A ratio legis limita as hipóteses de dispensa de instrumento público à formação ou aumento de capital social na constituição ou alteração de sociedades empresárias. Não estamos diante de uma típica operação de formação ou aumento de capital social; nem mesmo de sociedades empresárias estamos tratando. As entidades são, respectivamente, uma entidade civil com estatuto social registrado no Registro Civil de Pessoas Jurídicas (RS) e uma sociedade anônima (INVESTPREV).

Poder-se-ia sugerir que a regra aplicável ao caso concreto seria o disposto no art. 98 da Lei 6.404, de 1976 (Lei das S/A). (Volvemo-nos especificamente para este contexto da Lei das S/A em razão da alusão que os interessados fazem à expressão incorporação de bens imóveis no tocante à transferência das ditas reservas técnicas). Diz o conjunto normativo:

Art. 98. Arquivados os documentos relativos à constituição da companhia, os seus administradores providenciarão, nos 30 (trinta) dias subsequentes, a publicação deles, bem como a de certidão do arquivamento, em órgão oficial do local de sua sede.

(…)

§ 2º A certidão dos atos constitutivos da companhia, passada pelo registro do comércio em que foram arquivados, será o documento hábil para a transferência, por transcrição no registro público competente, dos bens com que o subscritor tiver contribuído para a formação do capital social (artigo 8º, § 2º).

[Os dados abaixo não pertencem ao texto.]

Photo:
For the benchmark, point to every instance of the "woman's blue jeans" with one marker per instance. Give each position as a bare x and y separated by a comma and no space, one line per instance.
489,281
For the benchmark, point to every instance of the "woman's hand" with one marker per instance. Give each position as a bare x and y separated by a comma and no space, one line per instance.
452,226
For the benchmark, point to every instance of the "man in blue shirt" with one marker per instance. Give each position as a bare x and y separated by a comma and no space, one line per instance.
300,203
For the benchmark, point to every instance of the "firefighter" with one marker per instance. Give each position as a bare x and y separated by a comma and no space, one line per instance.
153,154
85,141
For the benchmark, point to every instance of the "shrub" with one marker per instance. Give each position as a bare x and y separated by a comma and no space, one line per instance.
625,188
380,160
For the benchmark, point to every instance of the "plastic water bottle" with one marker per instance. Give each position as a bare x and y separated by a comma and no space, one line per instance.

§ 3º A ata da assembleia-geral que aprovar a incorporação deverá identificar o bem com precisão, mas poderá descrevê-lo sumariamente, desde que seja suplementada por declaração, assinada pelo subscritor, contendo todos os elementos necessários para a transcrição no registro público.

O mesmo obstáculo, já apontado, vislumbra-se claramente no texto acima reproduzido. Não estamos diante de uma hipótese de constituição de uma sociedade anônima – o que evidentemente não é o caso tratado neste processo.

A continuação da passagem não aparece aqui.